The hymn writer Augustus Montague Toplady (1740-1778) spent the last twelve years of his short life at rural parishes in Devon.  From 1766 to 1768, he was curate of St Gregory's church (EX10 0NQ), between Sidmouth and Exeter, before transferring to Broadhembury, near Honiton, as vicar.

There is a memorial cross in the churchyard put here in 1913 on the shaft of a much older medieval cross.  It carries the words Nothing in my hand I bring, Simply to thy cross I cling.

 

BROADHEMBURY

Toplady memorial

Along the broad main street, thatched cottages outnumber conventional ones by at least five to one.  In 1768, Augustus Toplady was appointed vicar of St Andrew's (EX14 3NF) and held the living for the rest of his life.  From 1775, he spent much of his time in London on account his health, and preached at a chapel in Orange Street near Leicester Square, which still stands.  A marble tablet in the sanctuary quotes the first verse of Rock of Ages and praises his piety, gifts and uncompromising advocacy of the gospel of the sovereign grace of God.

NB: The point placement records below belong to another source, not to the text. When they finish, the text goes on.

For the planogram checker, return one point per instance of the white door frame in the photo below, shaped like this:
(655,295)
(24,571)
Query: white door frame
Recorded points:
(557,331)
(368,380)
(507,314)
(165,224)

Those familiar with Toplady's life will recognise this reference to his strong Calvinism, on account of which he disputed with John Wesley, using some famously scurrilous language.  His profound and beautiful hymns also included A debtor to mercy alone and Object of my first desire.

 

LEWTRENCHARD

The Gould family, later the Baring-Goulds, were lords of the manor here for generations, and the church has memorials going back to the seventeenth century.  We come in search of the Rev Sabine Baring-Gould (1834-1924), best known as the author of Onward Christian Soldiers.   He was vicar here for forty-three years, but his famous hymn was actually written in 1864 while he was curate of Horbury in Yorkshire, to march his Sunday School children into church.

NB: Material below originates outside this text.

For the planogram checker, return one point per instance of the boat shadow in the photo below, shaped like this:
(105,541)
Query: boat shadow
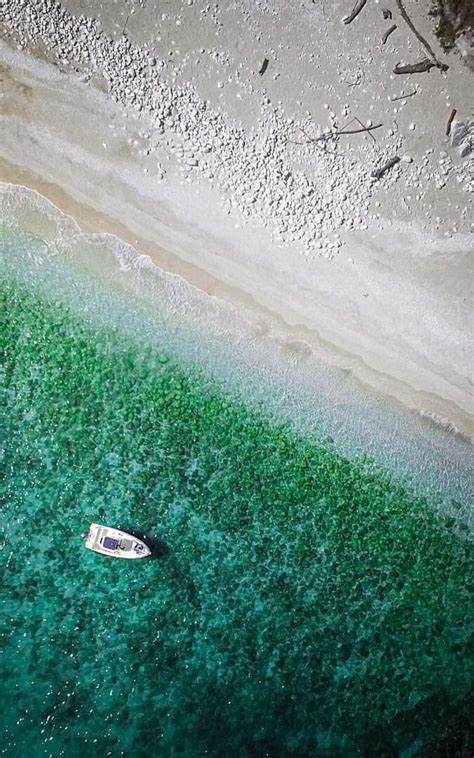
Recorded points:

In 1872, Baring-Gould inherited the family estates on the death of his father and appointed himself vicar of St Peter's Church (EX20 4PN) where he remained until his death.  While in Yorkshire, he had met and married a mill girl called Grace Taylor, by whom he had fifteen children.  In an age of class divisions, their marriage was remarkable and is said to have given Bernard Shaw the idea for Pygmalion.  As well as hymns, Baring-Gould wrote novels, travel books and theological works, and collected West Country legends and folk songs.

Sabine and Grace are buried on the west side of the churchyard, sharing a grave like a double bed, each with a cross at the head.   They lived at Lewtrenchard Manor, just opposite the church, which has the date 1626 above the front door and is now a hotel and restaurant.